Je suis vraiment curieux de découvrir – grâce à vous ! – que je travaille pour un « torchon » néo-poujadiste, xénophobe et raciste depuis plus de 12 ans. Ce procès d’intention est tellement outrancier qu’il a un côté comique, mais il est surtout accablant – pour vous, s’entend.
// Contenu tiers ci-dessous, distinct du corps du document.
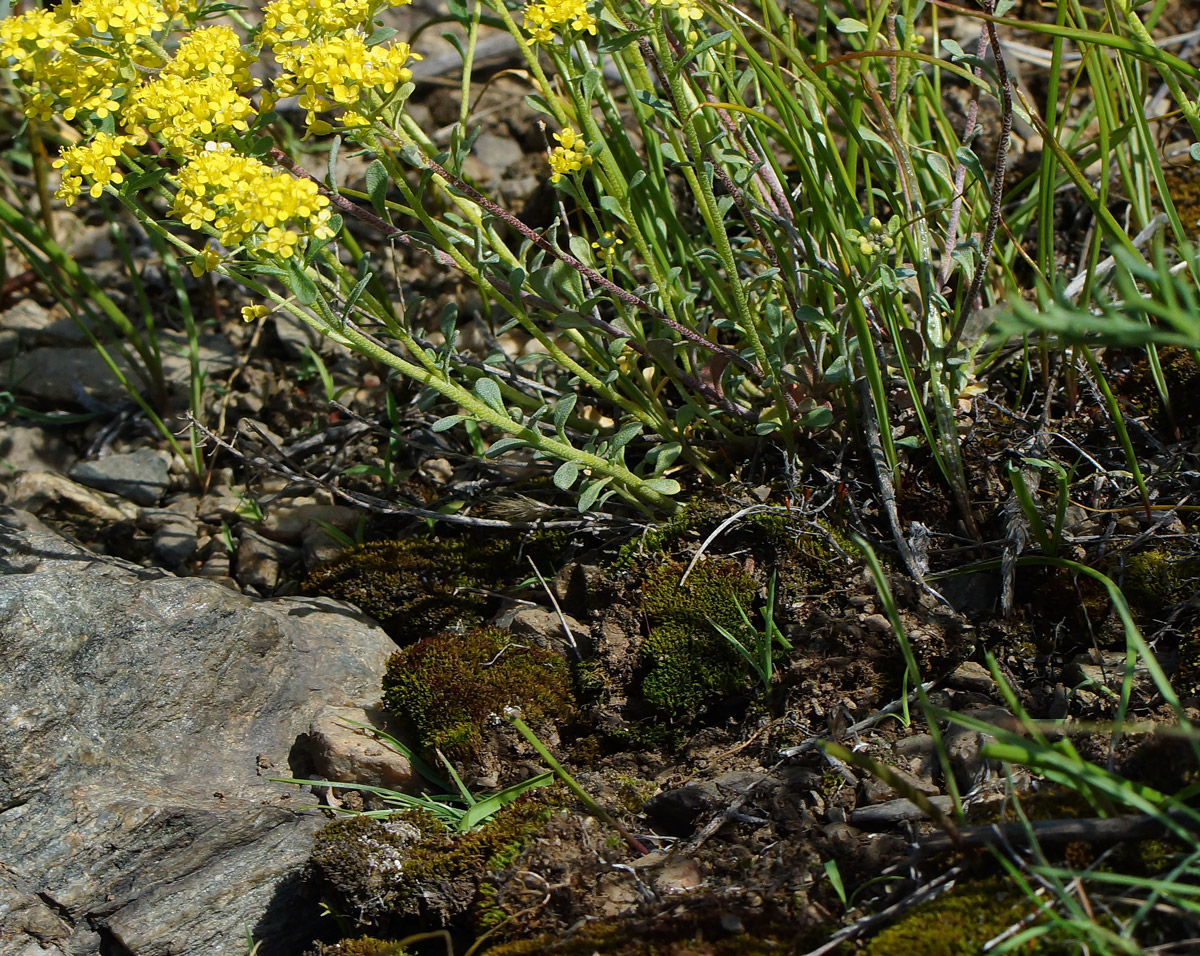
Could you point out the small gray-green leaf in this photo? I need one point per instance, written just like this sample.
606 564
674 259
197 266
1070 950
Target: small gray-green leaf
563 409
377 185
447 424
664 486
627 434
565 475
503 445
490 394
591 492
Enfin, puisque vous évoquez les mânes de Jean-Marie Haeffelé, figurez-vous qu’il fut mon professeur et que je lui dois aussi mon embauche à « L’Alsace ». Croyez-vous vraiment qu’il aurait recruté un « facho » ?

Sachez-le, la prochaine missive de la même eau ira directement dans mon dossier « Spam ».

Emmanuel Delahaye

Rédaction locale de Mulhouse

Consternation

Monsieur,

Vous instruisez à charge, avec une outrance que j’ai rarement rencontrée dans ma vie professionnelle et en dehors de mon métier.

Pour une telle animosité qui frise la haine, je ne vous adresserai aucun éloge (même si la performance est hors norme), ni propos injurieux en retour, puisque vous les espérez sans doute.

Je ne suis pas sûr que vous attendiez une réponse de ma part. Sachez néanmoins que je suis prêt à vous rencontrer. Je n’ai pas le « plaisir » de vous connaître ou alors j’ai oublié, mais j’aimerais essayer de comprendre ce que vous nous reprochez au juste et sur quelle base précise, au-delà d’un méli-mélo d’accusations que j’ai du mal à récuser tant elles sont contraires à nos valeurs et à notre pratique quotidienne.

Que vous soyez critiques à notre égard, pourquoi pas. L’objection oui, l’abjection très peu pour nous.

L’adresse de notre journal est publique (18 rue de Thann, à Mulhouse) et mon numéro de téléphone portable est le 06 85 13 18 12. Rien à ajouter pour ma part. Sinon que vous serez tout de même le bienvenu.

Je vous laisse le soin de qualifier mes salutations.